Notation and Inscription: Considering the Tactile
Virginia Georgallas (Berkeley University)
Sarah Koval (Harvard University)
What is the relationship between notation and inscription? Are they equivalent? Thor Magnusson (2019), in his work exploring the ancestry of contemporary music technologies—“how we think with and through technology”—offers a tripartite system for distinguishing different modes of sonic writing: 1) material inscription (on the bodies of musical instruments), 2) symbolic inscription (notation), and 3) signal inscription (what became possible after the advent of sound recording). For Magnusson, inscription seems to be available through every technology equally, and his divisions explicitly separate immaterial (symbolic) notation from material inscription. And yet, Andrea Bachner (2018) has recently cautioned that inscription is a master metaphor of contemporary thought, a theoretical figure and trope through which poststructuralist theory “stages and concretizes its conceptual moves.” Born of nineteenth-century disciplinary formations and inventions (such as anthropology, psychoanalysis, and technologies of photography and phonography), the work of inscription is powerful, ubiquitous, and timeless. For Bachner, the trope of inscription allows theorists to shape the material world by giving their texts a seemingly material foundation.

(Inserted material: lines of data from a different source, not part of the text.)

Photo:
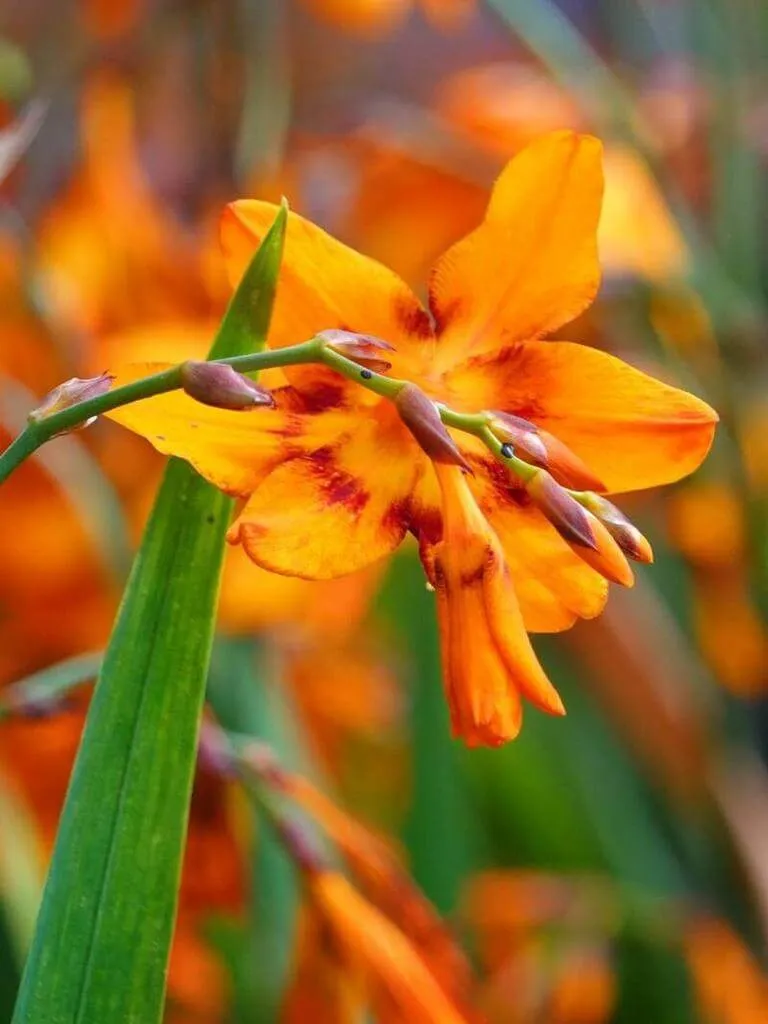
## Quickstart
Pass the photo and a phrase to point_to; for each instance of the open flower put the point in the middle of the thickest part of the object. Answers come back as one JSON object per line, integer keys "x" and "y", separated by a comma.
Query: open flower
{"x": 334, "y": 478}
{"x": 371, "y": 17}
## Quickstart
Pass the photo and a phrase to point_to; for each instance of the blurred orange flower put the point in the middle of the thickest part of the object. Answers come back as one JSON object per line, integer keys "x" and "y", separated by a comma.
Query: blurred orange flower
{"x": 730, "y": 986}
{"x": 317, "y": 506}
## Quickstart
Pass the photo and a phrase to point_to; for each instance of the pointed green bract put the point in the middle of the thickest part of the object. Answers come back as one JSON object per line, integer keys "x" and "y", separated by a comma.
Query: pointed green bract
{"x": 103, "y": 933}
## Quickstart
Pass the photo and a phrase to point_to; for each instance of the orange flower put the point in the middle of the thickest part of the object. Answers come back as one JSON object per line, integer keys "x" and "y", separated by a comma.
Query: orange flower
{"x": 371, "y": 17}
{"x": 317, "y": 502}
{"x": 730, "y": 986}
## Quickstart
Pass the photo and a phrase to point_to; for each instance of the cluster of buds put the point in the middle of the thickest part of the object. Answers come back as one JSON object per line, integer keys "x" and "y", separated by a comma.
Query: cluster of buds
{"x": 69, "y": 394}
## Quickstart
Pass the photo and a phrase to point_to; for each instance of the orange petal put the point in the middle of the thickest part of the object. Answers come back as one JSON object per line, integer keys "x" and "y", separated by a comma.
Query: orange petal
{"x": 531, "y": 265}
{"x": 554, "y": 587}
{"x": 632, "y": 430}
{"x": 487, "y": 657}
{"x": 231, "y": 450}
{"x": 333, "y": 511}
{"x": 324, "y": 284}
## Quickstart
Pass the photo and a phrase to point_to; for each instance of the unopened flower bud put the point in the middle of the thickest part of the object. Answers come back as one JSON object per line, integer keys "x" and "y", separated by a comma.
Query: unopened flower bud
{"x": 421, "y": 417}
{"x": 565, "y": 514}
{"x": 625, "y": 532}
{"x": 566, "y": 467}
{"x": 522, "y": 435}
{"x": 218, "y": 385}
{"x": 71, "y": 393}
{"x": 607, "y": 558}
{"x": 540, "y": 448}
{"x": 363, "y": 348}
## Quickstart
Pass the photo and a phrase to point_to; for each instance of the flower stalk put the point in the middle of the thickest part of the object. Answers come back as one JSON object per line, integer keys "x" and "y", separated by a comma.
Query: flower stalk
{"x": 486, "y": 425}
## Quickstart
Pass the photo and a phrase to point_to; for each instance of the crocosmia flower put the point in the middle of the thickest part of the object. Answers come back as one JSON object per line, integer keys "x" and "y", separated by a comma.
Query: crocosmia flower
{"x": 334, "y": 478}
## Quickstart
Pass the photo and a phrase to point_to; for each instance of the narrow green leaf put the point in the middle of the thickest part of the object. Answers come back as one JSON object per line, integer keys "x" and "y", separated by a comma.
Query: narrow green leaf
{"x": 100, "y": 947}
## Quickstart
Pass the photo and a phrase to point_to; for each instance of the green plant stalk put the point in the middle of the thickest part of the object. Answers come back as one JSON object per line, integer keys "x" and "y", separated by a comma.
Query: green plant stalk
{"x": 104, "y": 928}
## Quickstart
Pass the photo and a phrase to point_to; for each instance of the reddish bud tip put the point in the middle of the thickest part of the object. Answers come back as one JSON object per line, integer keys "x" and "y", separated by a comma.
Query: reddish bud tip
{"x": 625, "y": 532}
{"x": 71, "y": 393}
{"x": 422, "y": 419}
{"x": 218, "y": 385}
{"x": 361, "y": 348}
{"x": 565, "y": 514}
{"x": 522, "y": 435}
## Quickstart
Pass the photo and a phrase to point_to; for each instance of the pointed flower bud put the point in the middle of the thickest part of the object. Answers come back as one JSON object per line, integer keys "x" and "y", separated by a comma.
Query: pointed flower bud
{"x": 564, "y": 512}
{"x": 625, "y": 532}
{"x": 363, "y": 348}
{"x": 218, "y": 385}
{"x": 71, "y": 393}
{"x": 521, "y": 434}
{"x": 421, "y": 417}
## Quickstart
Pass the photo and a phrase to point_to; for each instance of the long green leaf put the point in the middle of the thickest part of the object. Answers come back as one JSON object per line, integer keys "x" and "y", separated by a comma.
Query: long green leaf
{"x": 104, "y": 929}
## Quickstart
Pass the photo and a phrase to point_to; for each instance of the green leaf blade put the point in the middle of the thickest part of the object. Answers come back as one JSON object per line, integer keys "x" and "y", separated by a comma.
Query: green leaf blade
{"x": 102, "y": 939}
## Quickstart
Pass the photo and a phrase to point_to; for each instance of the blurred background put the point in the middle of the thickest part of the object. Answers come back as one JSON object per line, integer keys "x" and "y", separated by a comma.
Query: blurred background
{"x": 611, "y": 866}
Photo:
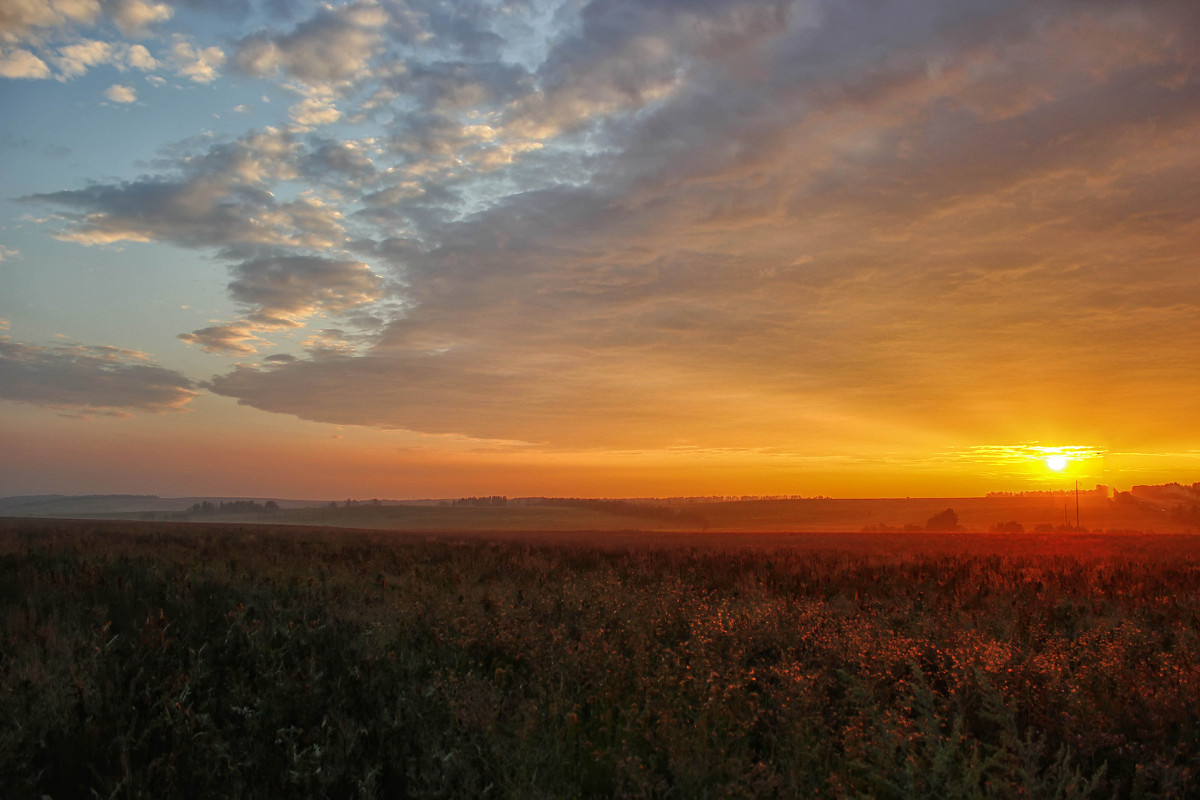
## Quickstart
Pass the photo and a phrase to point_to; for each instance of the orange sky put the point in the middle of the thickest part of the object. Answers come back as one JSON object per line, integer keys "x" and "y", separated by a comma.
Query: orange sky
{"x": 623, "y": 248}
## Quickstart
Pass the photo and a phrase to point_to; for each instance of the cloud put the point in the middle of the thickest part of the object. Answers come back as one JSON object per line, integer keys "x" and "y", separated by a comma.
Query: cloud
{"x": 119, "y": 94}
{"x": 21, "y": 18}
{"x": 281, "y": 292}
{"x": 219, "y": 203}
{"x": 133, "y": 17}
{"x": 75, "y": 60}
{"x": 286, "y": 288}
{"x": 312, "y": 113}
{"x": 334, "y": 46}
{"x": 198, "y": 64}
{"x": 791, "y": 228}
{"x": 90, "y": 378}
{"x": 232, "y": 338}
{"x": 22, "y": 64}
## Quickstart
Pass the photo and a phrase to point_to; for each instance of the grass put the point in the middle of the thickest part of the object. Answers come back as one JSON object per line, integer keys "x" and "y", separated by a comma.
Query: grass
{"x": 156, "y": 660}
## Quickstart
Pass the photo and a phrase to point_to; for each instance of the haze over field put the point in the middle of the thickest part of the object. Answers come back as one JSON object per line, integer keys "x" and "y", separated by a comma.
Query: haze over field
{"x": 619, "y": 247}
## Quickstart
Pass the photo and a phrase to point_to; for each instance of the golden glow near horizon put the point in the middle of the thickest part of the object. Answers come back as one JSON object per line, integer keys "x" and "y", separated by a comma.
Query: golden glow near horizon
{"x": 599, "y": 248}
{"x": 1056, "y": 462}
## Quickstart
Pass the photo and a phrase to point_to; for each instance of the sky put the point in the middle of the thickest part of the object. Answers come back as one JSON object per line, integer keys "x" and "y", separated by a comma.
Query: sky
{"x": 598, "y": 247}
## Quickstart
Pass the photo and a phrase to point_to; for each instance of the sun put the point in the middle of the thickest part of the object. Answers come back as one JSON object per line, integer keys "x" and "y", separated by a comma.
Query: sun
{"x": 1056, "y": 462}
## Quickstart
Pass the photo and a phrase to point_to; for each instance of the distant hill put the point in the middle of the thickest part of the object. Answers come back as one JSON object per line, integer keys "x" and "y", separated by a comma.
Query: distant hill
{"x": 117, "y": 506}
{"x": 1168, "y": 509}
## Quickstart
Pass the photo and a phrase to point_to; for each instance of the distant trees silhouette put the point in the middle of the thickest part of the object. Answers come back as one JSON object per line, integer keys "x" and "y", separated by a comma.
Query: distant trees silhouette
{"x": 233, "y": 506}
{"x": 943, "y": 521}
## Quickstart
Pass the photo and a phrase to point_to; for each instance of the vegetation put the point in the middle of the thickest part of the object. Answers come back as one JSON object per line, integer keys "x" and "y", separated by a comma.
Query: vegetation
{"x": 219, "y": 661}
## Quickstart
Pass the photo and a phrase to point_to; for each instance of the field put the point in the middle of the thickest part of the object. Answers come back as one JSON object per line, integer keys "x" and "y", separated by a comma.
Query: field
{"x": 217, "y": 660}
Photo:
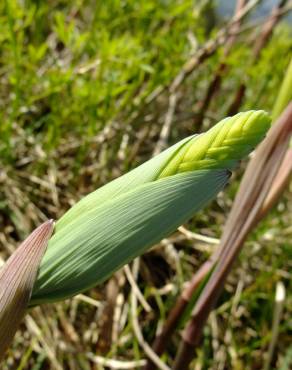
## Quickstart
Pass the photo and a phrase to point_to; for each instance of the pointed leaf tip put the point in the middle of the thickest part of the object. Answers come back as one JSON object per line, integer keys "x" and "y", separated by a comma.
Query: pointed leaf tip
{"x": 223, "y": 145}
{"x": 17, "y": 277}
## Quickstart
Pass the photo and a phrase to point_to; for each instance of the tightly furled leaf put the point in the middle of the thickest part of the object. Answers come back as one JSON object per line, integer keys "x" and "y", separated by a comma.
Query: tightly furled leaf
{"x": 119, "y": 221}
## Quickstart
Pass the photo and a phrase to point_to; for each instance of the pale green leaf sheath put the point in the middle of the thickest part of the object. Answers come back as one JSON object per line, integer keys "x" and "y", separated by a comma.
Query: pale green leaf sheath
{"x": 122, "y": 219}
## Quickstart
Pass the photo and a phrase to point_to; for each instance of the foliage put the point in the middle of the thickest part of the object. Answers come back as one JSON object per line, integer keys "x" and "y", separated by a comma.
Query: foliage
{"x": 77, "y": 79}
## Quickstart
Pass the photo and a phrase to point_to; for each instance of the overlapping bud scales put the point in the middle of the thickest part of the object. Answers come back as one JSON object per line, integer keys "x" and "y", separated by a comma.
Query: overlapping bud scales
{"x": 120, "y": 220}
{"x": 222, "y": 146}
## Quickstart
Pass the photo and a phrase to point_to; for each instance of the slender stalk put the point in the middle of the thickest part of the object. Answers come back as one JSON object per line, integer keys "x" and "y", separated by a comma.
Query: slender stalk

This paper asks whether inscription is a theoretical tool worth salvaging for music studies. An obvious distinction between notation and inscription is that the latter implies a material encounter, while the former often suggests a symbolic or abstracted realm, as Magnusson does—for him, notation is only one of many inscriptive technologies. Moreover, some media theoretical framings of notation have anachronistically applied digital metaphors—for example, Floris Schuiling (2019) defines musical notations as “interfaces for imagining virtual musical relations.” This approach is, at the very least, historically contingent, and relies, like Magnusson does, on assumed continuities between pre-digital and digital notational technologies. We propose looking for models of inscription that pre- date the phonograph and the digital. Such models may offer new understandings of notation shaped by inscriptive processes that attend to touch and the tactile (Saha, 2019). Moments of tactile encounter and impression—on paper, wax, wood, and fiber—may illuminate aspects of musical praxis (beyond creative and interpretive authority) that highlight the labour of compositional assemblage and notational practices.